One: All-Ireland Constituent Assembly

The lack of democracy is at the root of the National issue. The restoration of democracy without any influence from the British would secure a way forward. There cannot be two different sets of questions posed in the two parts of Ireland to determine a way forward for the entire country as was tried under the Stormont Agreement. The Irish people, acting as a unit, must be free to exercise their national right to self-determination. Towards that end Republican Sinn Féin calls for the establishment of a Constituent Assembly representative of the whole people of Ireland and elected by the suffrage of the adult population. The Assembly would have the sole function of drafting a new Constitution and would have six months to complete its work. The agreed constitution would be submitted to the people in referendum for acceptance or rejection.

Republican Sinn Féin believes that drafting a new 32-County Constitution would be more democratic, just and lasting than amending an existing flawed 26-county document. Furthermore, an open democratic forum would be more meaningful to the Irish people today than meetings behind closed doors between politicians who have failed the people so often. All elements of Irish society would be free to contest the election for the Assembly. The internal relations of the Irish people with one another and their external relations with Europe and the world at large would be determined through free and open debate. As a contribution to that debate, Sinn Féin Poblachtach has prepared a set of proposals — ÉIRE NUA — which outlines the basis for a new Constitution in a federally structured Ireland. Such structures will be necessary to ensure justice for all, including the 18% of the national population who have supported the unionist position.

Two: Declaration of Intent to Withdraw from Ireland

Prior to the setting up of the Assembly, the British Government must declare that it will withdraw its forces and establishment from Ireland within twelve months of the adoption of a new Constitution by the people of Ireland. Can the British government statement of November 9, 1990 by Cabinet Minister Peter Brooke that Britain has “no selfish or economic of economic interest” in staying in Ireland be interpreted as a political declaration of intent to withdraw?

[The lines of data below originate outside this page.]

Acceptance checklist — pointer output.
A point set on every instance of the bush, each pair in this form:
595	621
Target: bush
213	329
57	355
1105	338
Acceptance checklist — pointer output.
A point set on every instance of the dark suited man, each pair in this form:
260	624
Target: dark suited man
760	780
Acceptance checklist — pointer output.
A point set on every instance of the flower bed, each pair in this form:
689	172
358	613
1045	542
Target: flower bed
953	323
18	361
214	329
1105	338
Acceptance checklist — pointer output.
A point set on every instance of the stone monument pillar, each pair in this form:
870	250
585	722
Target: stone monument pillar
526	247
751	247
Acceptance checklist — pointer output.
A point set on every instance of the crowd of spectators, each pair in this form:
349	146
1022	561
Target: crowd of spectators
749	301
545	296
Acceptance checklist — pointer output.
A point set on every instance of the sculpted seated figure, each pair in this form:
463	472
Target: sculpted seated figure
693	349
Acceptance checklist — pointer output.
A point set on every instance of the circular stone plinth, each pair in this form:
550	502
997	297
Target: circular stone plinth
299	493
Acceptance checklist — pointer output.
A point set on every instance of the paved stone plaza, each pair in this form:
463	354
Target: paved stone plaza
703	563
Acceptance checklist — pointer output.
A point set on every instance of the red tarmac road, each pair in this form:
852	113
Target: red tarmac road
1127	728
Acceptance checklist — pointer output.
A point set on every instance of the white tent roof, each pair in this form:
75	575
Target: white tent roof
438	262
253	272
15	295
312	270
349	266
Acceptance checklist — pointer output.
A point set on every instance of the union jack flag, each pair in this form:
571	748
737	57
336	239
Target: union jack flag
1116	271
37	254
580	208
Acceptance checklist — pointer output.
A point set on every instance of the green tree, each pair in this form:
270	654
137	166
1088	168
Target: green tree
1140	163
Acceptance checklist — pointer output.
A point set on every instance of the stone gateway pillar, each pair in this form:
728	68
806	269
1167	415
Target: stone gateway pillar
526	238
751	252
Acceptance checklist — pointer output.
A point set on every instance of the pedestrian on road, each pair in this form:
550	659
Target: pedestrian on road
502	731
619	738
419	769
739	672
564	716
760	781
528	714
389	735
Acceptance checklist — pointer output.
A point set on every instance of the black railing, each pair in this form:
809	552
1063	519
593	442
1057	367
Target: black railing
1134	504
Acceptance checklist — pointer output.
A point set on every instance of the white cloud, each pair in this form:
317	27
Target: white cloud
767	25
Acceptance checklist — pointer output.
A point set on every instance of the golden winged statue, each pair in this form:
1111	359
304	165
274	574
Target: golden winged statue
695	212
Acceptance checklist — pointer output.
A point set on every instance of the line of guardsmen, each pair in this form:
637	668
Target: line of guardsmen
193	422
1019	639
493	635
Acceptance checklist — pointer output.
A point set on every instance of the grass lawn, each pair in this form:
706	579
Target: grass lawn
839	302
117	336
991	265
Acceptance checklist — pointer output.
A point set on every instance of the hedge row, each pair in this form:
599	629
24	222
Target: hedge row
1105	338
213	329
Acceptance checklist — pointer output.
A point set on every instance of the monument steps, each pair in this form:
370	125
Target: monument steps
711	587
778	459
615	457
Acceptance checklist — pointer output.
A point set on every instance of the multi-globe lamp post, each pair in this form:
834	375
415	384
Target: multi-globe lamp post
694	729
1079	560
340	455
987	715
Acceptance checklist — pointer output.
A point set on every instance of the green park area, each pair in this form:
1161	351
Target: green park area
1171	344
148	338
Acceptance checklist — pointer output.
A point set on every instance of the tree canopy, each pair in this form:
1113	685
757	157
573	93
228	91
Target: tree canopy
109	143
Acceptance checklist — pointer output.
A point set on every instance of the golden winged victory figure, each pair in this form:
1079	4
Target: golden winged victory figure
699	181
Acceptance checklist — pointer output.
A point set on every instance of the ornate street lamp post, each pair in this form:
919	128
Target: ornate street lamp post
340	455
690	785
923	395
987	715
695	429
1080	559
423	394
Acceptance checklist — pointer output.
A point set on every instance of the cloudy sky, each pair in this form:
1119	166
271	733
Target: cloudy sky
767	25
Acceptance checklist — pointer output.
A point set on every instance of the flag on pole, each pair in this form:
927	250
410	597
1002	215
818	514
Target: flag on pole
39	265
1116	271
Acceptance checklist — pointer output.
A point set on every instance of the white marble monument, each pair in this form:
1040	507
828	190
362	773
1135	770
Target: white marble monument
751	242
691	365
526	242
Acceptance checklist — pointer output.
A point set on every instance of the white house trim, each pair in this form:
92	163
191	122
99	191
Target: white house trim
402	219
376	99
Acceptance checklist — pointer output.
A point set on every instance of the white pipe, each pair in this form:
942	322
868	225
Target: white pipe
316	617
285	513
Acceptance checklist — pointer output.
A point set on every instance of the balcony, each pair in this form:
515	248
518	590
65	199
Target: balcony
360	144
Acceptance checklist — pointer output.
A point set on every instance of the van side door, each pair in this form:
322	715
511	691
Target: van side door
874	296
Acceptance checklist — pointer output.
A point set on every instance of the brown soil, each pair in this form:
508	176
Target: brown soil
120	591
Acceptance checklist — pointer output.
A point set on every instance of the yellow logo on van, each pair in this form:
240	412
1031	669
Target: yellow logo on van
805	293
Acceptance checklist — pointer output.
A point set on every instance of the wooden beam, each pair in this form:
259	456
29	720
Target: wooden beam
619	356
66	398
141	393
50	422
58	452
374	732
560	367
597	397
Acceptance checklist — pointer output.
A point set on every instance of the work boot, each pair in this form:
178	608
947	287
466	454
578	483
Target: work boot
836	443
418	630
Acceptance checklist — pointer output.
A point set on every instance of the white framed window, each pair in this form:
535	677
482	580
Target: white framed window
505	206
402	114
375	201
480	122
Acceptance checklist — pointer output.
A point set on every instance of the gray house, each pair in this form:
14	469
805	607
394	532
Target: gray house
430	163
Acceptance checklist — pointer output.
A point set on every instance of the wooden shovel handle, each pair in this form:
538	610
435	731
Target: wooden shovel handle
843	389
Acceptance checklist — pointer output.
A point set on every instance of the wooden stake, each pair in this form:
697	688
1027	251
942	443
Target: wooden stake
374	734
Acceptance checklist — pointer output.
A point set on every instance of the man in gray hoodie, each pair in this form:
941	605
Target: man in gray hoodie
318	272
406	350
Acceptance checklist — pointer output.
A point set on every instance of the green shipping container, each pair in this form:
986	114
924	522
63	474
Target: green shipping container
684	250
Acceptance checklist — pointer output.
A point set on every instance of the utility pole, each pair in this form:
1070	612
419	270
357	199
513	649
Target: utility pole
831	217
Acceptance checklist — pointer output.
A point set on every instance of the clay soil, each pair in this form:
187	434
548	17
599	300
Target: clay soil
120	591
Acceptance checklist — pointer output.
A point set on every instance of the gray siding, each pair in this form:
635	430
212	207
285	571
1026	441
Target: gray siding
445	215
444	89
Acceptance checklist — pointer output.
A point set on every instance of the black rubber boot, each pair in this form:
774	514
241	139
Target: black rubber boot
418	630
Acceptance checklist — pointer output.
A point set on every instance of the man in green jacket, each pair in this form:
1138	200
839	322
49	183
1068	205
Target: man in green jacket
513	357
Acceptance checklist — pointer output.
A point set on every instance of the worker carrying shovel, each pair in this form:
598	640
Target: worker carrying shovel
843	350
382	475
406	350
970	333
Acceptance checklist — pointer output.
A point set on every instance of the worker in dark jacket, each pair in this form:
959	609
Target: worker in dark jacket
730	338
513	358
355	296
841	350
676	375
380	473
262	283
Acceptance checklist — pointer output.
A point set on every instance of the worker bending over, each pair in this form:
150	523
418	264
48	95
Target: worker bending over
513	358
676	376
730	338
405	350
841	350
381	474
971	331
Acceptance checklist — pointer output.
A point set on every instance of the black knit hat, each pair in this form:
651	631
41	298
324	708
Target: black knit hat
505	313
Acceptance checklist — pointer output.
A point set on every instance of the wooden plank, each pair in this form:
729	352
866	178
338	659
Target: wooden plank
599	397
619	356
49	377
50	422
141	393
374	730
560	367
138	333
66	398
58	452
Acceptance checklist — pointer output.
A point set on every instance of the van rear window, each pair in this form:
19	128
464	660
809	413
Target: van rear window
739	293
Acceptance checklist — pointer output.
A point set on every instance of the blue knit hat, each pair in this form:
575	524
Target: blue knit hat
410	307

If it can, then the British must prove their sincerity by publicly committing themselves to withdraw from Ireland after the Irish people have adopted a new Constitution.

Three: Towards a New Ireland

Coupled with the two above-mentioned proposals there must be an amnesty for all political prisoners and people on the wanted list. The British have already agreed to this therefore it is not an insurmountable obstacle. The fact is thousands have endured great hardship – from imprisonment to the deaths of the twelve hunger strikers and gross injustices inflicted on people who only sought the freedom of their country. All political prisoners must be released one month prior to the election of a Constituent Assembly.

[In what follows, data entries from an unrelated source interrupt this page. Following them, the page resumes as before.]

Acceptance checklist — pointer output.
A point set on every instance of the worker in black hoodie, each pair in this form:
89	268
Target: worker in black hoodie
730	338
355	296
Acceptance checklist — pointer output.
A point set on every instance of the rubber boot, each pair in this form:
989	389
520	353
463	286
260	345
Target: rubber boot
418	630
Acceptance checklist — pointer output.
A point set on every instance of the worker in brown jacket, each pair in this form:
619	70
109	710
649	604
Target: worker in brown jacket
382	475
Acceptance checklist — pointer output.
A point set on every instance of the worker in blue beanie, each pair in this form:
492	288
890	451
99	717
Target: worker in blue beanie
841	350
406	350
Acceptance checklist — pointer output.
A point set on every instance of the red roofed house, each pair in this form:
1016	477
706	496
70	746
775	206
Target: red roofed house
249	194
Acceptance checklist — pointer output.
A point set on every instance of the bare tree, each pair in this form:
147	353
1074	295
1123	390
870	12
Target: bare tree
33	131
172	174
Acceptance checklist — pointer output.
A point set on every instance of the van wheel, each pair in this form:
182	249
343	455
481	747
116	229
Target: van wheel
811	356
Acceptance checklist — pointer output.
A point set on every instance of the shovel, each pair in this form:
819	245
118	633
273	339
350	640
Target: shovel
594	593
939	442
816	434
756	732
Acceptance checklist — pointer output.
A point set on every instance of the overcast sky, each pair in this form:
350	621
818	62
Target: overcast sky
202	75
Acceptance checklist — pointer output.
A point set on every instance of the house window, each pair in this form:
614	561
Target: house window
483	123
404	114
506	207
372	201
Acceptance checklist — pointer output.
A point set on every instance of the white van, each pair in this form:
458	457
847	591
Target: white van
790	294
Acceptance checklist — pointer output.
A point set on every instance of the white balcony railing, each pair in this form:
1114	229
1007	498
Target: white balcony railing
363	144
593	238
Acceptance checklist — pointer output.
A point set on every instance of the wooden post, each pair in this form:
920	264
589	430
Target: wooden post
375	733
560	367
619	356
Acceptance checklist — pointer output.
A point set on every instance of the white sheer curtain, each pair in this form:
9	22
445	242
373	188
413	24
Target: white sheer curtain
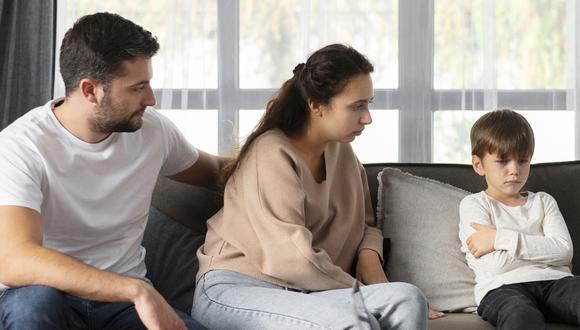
439	64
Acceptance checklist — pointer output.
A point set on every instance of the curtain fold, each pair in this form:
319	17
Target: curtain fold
27	33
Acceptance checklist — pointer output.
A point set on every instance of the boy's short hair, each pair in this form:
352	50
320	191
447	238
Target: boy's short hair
96	46
504	132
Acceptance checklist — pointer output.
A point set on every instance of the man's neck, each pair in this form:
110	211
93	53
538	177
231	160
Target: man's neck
74	115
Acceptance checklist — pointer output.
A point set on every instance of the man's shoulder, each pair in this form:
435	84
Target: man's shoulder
29	129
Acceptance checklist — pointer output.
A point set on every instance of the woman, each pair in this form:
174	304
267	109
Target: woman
297	216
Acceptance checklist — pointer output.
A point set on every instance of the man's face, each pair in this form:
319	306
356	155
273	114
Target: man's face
125	98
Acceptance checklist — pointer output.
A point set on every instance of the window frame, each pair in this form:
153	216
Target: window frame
415	98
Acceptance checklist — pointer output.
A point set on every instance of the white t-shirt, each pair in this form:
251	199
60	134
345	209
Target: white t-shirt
532	241
93	198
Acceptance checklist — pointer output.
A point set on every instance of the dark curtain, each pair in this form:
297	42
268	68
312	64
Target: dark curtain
27	35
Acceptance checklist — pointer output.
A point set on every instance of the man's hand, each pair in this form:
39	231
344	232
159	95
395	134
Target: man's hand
482	241
153	310
369	269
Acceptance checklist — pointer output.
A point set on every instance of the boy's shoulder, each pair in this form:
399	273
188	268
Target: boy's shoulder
477	202
474	198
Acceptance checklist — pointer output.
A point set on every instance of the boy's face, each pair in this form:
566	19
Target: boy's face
505	177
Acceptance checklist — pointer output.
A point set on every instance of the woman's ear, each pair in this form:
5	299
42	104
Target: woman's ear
315	108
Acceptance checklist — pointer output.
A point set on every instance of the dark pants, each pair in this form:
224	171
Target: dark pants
41	307
530	305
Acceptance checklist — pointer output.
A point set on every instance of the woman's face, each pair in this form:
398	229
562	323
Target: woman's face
347	113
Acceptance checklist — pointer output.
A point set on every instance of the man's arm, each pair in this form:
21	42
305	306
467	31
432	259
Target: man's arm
27	262
204	172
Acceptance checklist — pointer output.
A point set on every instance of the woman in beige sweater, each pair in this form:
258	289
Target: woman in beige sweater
297	216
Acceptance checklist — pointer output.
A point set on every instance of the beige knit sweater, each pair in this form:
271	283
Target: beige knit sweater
279	225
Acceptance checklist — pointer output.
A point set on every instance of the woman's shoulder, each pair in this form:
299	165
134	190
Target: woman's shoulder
273	145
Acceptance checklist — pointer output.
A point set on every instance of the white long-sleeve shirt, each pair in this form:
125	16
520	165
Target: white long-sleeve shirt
532	241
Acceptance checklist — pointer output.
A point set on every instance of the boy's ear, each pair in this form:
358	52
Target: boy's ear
477	164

Given the acceptance of the above three proposals, there would be no necessity for the continuance of armed struggle. All elements, including the British, engaged in such activities should cease action immediately on acceptance of these proposals. By so doing, a new spirit of freedom would pervade the country and the Irish people could, at long last enter into a dialogue of genuine discussion to fashion the Ireland of the future.

Failure to adopt these proposals will prolong the current situation in regard to the continued British presence and will lead to further loss of life, police harassment of the people, political prisoners languishing in jail and an ever-widening gap between rich and poor. Such conditions cannot be allowed to continue.